Renal stones are common, with lifetime prevalence estimates as high as 15%. Historically, men are affected more often than women, with a ratio of 2 or 3:1, although recent evidence suggests the gender gap may be closing. Stones can form at any age, but most occur in adults between 30 and 60 years of age. The clinical and economic impact of stone disease is substantial, with an estimated $2 billion spent in the United States in 2000.

Bladder stones are also associated with significant morbidity but occur far less frequently than renal stones. Because the causes of renal and bladder stones are distinct, their associated symptoms, treatments, and prevention strategies are considered separately.

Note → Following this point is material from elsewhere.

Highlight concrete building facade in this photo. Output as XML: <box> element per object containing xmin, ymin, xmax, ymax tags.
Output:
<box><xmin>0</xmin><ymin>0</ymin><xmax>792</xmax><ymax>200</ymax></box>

Pathogenesis. The majority of renal stones (80%) are calcium-based, most frequently calcium oxalate and less commonly calcium phosphate. Other less common stone compositions are uric acid, struvite, and cystine. When stone-forming salts reach a urinary concentration that exceeds the point of equilibrium between dissolved and crystalline components, crystallization will occur. Although certain chemicals in the urine can delay stone formation, there is a concentration of stone-forming salts above which crystallization becomes inevitable. Thus factors that increase the propensity for stone formation do so by reducing urine volume, increasing the quantity of stone-forming salts, or decreasing the quantity of crystallization inhibitors.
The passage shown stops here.